U.S. Department of Commerce Issues Affirmative Preliminary Countervailing Duty Determination for Silicon Metal from Kazakhstan
For Immediate Release
November 30, 2020
Contact: Office of Public Affairs
WASHINGTON - Today, the U.S. Department of Commerce (Commerce) announced an affirmative preliminary determination in the countervailing duty (CVD) investigation of silicon metal from Kazakhstan.
Commerce preliminarily determined that exporters/producers from Kazakhstan received countervailable subsidies at a rate of 120.00 percent.
As a result of today’s decision, Commerce will instruct U.S. Customs and Border Protection (CBP) to collect cash deposits from importers of standard silicon metal from Kazakhstan based on the preliminary rate noted above.
The petitions were filed by Globe Specialty Metals, Inc. (Beverly, OH) and Mississippi Silicon LLC (Burnsville, MS).
Commerce is scheduled to announce its final determination in this case on or about February 11, 2021. This deadline may be extended.
If Commerce makes an affirmative final determination, the U.S. International Trade Commission (ITC) will be scheduled to make its final injury determination on or about March 29, 2021. If Commerce makes an affirmative final determination in this investigation and the ITC makes an affirmative final injury determination, Commerce will issue a CVD order. If Commerce makes a negative final determination of dumping or the ITC makes a negative final determination of injury, the investigation will be terminated and no order will be issued.
In 2019, imports of silicon metal from Kazakhstan were valued at approximately $14.9 million.
Read the fact sheet on today’s decisions.
The strict enforcement of U.S. trade law is a primary focus of the Trump Administration. Since the beginning of the current administration, Commerce has initiated 306 new antidumping (AD) and CVD investigations – a 283 percent increase from the comparable period in the previous administration. Commerce currently maintains 539 AD and CVD orders which provide relief to American companies and industries impacted by unfair trade.
The CVD law provides American businesses and workers with an internationally accepted mechanism to seek relief from the harmful effects of unfair subsidization of imports into the United States.
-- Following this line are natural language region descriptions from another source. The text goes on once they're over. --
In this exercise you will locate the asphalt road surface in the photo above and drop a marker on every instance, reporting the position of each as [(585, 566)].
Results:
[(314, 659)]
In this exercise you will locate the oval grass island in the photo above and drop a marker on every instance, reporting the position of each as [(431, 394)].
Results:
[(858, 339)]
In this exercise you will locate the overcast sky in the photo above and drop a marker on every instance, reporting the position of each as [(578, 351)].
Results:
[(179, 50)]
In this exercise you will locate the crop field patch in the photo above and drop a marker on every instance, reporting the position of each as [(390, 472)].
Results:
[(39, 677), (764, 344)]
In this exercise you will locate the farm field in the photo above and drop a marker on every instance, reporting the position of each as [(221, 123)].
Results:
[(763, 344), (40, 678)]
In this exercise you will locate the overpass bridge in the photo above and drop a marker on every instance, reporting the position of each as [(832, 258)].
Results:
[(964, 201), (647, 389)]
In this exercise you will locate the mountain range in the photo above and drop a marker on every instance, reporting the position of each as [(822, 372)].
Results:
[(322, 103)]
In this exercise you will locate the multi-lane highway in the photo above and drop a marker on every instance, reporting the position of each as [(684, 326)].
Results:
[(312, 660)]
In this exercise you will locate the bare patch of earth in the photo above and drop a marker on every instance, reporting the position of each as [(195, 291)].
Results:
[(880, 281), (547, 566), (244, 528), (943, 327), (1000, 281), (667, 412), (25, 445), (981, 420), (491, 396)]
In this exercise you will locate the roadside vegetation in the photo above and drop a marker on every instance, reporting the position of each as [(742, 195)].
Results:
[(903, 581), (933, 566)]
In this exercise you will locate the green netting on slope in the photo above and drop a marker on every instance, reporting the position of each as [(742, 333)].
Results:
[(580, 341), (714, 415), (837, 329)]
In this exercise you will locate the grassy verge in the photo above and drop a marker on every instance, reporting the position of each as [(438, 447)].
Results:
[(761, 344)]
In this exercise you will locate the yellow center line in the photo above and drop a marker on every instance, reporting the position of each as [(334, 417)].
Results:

Foreign companies that receive financial assistance from foreign governments that benefits those companies’ production of goods and is limited to specific enterprises or industries, or is contingent either upon export performance or upon the use of domestic goods over imported goods, are subject to countervailing duties.
The U.S. Department of Commerce’s Enforcement and Compliance unit within the International Trade Administration is responsible for vigorously enforcing U.S. trade laws and does so through an impartial, transparent process that is consistent with international rules and is based on factual evidence provided on the record.